筑前煮なんて、紅玉が作ってくれた物以外は口にした事がなくて、食べてしまったら、紅玉との思い出がリアルに思い出されそうで怖かった。
「書庫にあった手書きのレシピを参考に作ったんです」
書庫の手書きのレシピだって?
それはもう、紅玉のレシピじゃないか。
この、独特な酸味のある香り、確かに紅玉の筑前煮そのものだ。
俺は恐る恐る、椀の中からイチョウ切りの筍を箸でつまみ上げ、それを口に運ぶ。
「……」
香り通りの酸味が舌先に触れ、筍のシャキシャキとした小気味いい歯応えと共に醤油ベースの甘みが口いっぱいにひろがる。
「紅玉の筑前煮だ……」
美味しいとか美味しくないとか思う以前に、俺は懐かしさを感じて目頭が熱くなった。
これは幸せだった頃の結婚生活の味だ。
「紅玉さん、隠し味にすりおろしリンゴから作られた焼き肉のタレを使っているんですよ。そのタレは、紅玉さんの故郷で作られてて、急遽、鳥取さんに取り寄せてもらったんです。私もこの筑前煮を味見しましたが、一般的な筑前煮とは全然味が違っていて、全く別の物に感じました。だから、風斗さんには特別な味だったんじゃあないかなって思ったんです」
「特別だよ。紅玉の作る料理は全部特別だったよ。だけど、中でも筑前煮は一番特別で、一番好きだった。俺はこれを、後に産まれてくる子供と共に老後まで食べられると思い込んでいた。だけど、紅玉は死んだ。あのレシピだけを遺して、子供もろとも連れて逝ってしまった。全部……俺のせいだ。俺が愛し方を間違ったから、紅玉は人門翠を選んだし、紅玉はそのせいで絶望して自害の道を選んだんだ。俺のせいで……」
俺は箸を置き、嗚咽しそうになる口元を右手で押さえる。
「紅玉さんが?でもそれは──」
「──翡翠、明後日の20時、セキレイが城の裏庭で待っているから……行くといい」
俺は俯いたまま、翡翠の顔が見れなかった。
最初は翡翠を試す為にセキレイをその場所に呼んでおいたのだが、途中から、翡翠を紅玉のように死なせるくらなら、いっそ彼女を開放してやろうと思った。

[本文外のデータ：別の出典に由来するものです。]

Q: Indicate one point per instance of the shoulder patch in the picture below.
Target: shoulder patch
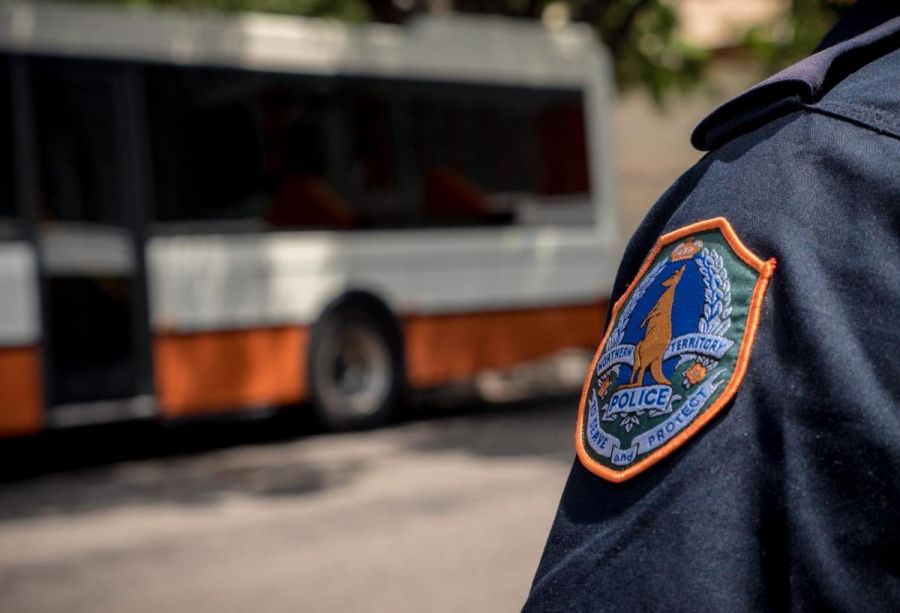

それに、こうして誕生日を祝ってもらったり、幸せを感じれば感じる程、裏切られた時の喪失感が怖かったのだ。
「風斗さん、何を馬鹿な事を言っているんですか?」
翡翠はスクッと立ち上がり、俺の元へ膝まづく。
「戯言じゃないよ。翡翠、お前がセキレイに特別な感情を持っているのも、セキレイがお前に特別な感情を持っているのも、知っているんだ」
単なる当てずっぽうだったが、翡翠が酷く動揺した様を見るに、それらは真実だったのだと確信した。
やっぱり、か……
何度となく似たような光景を見て、何度となく傷付いてきた。
結局、逃げ出さないように鳥取に監視をさせて退路を断っても、何の意味もない。